Während alle Steuerpflichtigen vom neuen Tarif profitieren, waren von der kalten Progression nur jene betroffen, deren Einkommen im Jahresvergleich gestiegen ist. Aus unterschiedlichen Gründen – Wechsel in die Pension, Wechsel in Teilzeit, Karenzzeiten, Arbeitslosigkeit – kann ein höheres Jahreseinkommen ausbleiben. Diese Personen unterliegen somit keiner Progression, somit auch keiner kalten Progression.
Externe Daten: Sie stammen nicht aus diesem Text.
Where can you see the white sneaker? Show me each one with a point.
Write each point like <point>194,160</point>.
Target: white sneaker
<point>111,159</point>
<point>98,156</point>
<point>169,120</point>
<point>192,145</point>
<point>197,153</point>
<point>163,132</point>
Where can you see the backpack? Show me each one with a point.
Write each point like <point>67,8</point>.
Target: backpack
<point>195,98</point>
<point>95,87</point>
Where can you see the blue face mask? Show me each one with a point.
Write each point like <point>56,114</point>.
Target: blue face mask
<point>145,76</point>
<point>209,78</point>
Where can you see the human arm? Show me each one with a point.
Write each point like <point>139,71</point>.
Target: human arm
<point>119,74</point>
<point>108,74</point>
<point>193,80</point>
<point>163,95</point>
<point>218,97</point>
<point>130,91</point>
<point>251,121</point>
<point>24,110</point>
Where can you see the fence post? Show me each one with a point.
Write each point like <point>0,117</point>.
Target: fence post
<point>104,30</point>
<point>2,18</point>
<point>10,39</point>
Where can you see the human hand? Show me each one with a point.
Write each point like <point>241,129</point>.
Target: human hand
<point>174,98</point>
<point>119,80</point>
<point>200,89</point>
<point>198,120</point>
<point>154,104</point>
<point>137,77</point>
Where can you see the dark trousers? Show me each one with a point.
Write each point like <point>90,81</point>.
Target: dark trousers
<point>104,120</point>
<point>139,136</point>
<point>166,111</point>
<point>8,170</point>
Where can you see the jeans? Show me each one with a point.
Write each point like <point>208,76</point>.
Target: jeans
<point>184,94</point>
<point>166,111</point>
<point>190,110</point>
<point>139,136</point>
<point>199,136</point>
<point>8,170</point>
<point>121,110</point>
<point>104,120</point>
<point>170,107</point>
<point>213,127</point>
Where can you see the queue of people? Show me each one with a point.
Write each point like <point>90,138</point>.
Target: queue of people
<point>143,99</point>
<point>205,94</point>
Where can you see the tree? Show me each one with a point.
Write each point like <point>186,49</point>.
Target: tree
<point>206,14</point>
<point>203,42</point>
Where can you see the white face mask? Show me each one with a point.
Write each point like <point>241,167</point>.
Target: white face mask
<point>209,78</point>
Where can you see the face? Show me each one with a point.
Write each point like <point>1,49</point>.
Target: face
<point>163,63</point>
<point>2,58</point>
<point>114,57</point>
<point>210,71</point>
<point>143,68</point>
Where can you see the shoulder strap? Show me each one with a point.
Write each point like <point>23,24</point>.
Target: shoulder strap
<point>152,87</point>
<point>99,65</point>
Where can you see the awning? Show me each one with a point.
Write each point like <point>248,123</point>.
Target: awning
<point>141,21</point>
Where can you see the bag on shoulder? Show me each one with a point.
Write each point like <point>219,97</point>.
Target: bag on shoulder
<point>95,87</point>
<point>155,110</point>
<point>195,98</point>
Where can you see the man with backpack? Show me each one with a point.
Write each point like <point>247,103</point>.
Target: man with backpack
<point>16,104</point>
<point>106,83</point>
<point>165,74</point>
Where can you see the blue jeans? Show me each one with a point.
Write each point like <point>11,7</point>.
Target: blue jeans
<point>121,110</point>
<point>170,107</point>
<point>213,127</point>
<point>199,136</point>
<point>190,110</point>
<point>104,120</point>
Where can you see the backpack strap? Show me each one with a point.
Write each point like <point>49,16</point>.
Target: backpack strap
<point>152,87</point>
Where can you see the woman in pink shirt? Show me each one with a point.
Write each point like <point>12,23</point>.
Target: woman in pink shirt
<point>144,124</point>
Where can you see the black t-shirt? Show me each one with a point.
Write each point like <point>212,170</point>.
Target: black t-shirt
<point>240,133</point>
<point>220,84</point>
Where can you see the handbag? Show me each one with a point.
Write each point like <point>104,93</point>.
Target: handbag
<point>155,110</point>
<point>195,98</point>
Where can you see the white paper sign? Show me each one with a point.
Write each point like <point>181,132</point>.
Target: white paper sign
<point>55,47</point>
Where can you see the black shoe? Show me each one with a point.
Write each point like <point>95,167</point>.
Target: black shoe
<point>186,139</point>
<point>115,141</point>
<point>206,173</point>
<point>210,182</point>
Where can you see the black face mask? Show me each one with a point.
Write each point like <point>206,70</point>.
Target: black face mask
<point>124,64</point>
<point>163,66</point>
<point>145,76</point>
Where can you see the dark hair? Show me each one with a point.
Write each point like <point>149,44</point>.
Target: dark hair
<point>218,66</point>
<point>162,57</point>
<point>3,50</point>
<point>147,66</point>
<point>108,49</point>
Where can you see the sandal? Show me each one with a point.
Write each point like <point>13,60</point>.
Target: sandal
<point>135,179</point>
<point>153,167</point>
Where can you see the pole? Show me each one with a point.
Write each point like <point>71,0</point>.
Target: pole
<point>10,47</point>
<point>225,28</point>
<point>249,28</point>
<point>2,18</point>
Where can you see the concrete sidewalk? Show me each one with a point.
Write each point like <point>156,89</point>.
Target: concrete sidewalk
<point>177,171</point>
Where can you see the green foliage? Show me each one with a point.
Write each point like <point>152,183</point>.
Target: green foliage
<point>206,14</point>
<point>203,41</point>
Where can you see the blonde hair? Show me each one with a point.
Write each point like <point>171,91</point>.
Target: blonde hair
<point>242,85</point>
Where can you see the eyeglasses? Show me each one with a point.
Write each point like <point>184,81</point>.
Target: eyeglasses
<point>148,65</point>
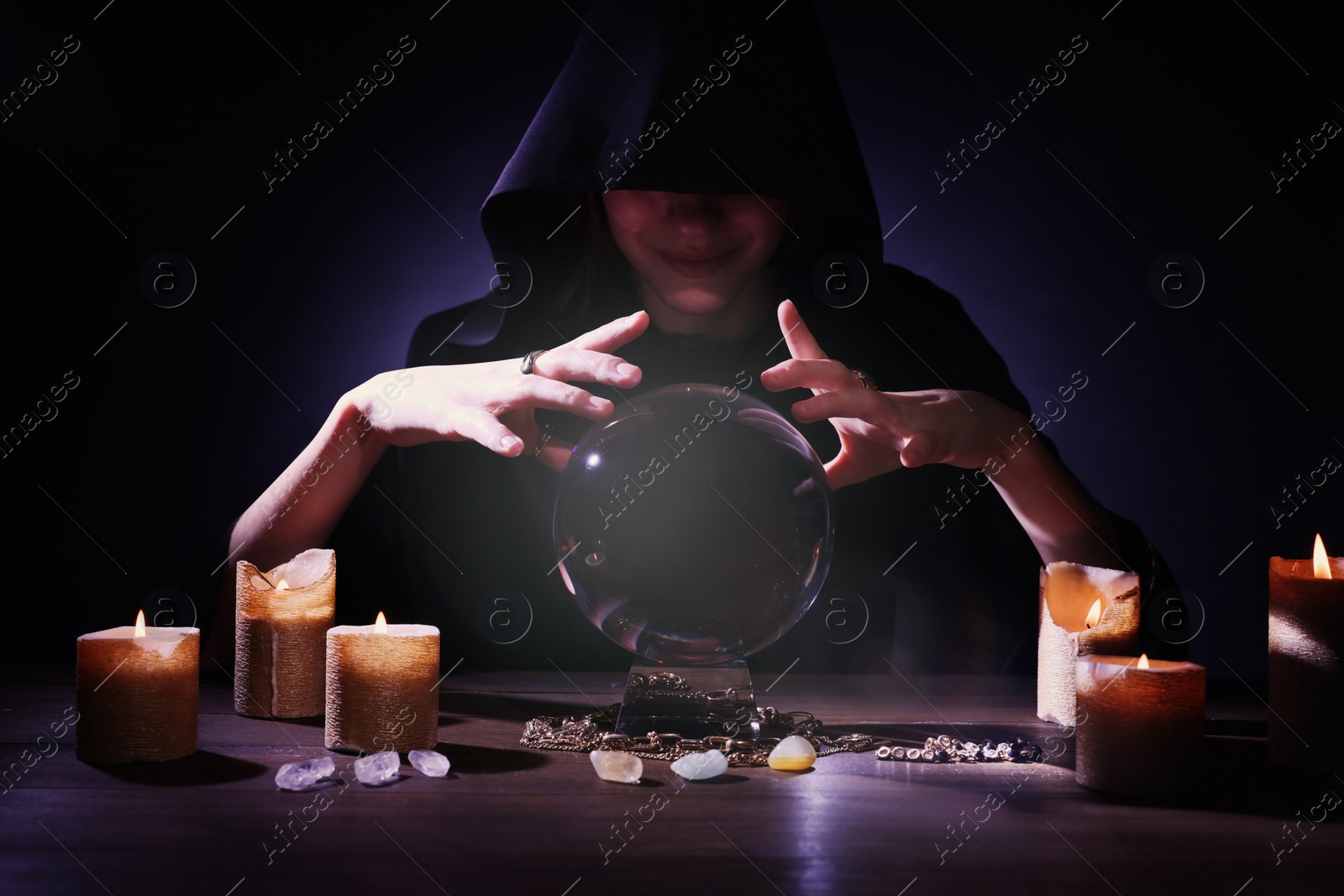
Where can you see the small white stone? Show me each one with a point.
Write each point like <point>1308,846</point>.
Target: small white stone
<point>613,765</point>
<point>378,768</point>
<point>793,754</point>
<point>302,775</point>
<point>429,762</point>
<point>698,766</point>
Vorschlag für Reformmodell
Diesen Überlegungen Rechnung tragend, wird folgendes Reformmodell vorgeschlagen:
Das Finanzministerium erstellt jährlich bis Jahresmitte einen Progressionsbericht. Auf Basis gesamtstaatlicher Preis-, Einkommensund Lohnsteuerdaten wird in einem ersten Schritt das Ausmaß der kalten Progression (Makro-Ansatz) des Vorjahres berechnet („Kompensationsvolumen“). In einem zweiten Schritt wird ermittelt (Mikro-Ansatz Lohnsteuermodell), um wie viel die Grenzen der Steuertarifstufen, der Absetzund der Freibeträge verschoben werden müssen, um jenes Entlastungsvolumen zu erzielen, das zuvor gesamtwirtschaftlich berechnet wurde.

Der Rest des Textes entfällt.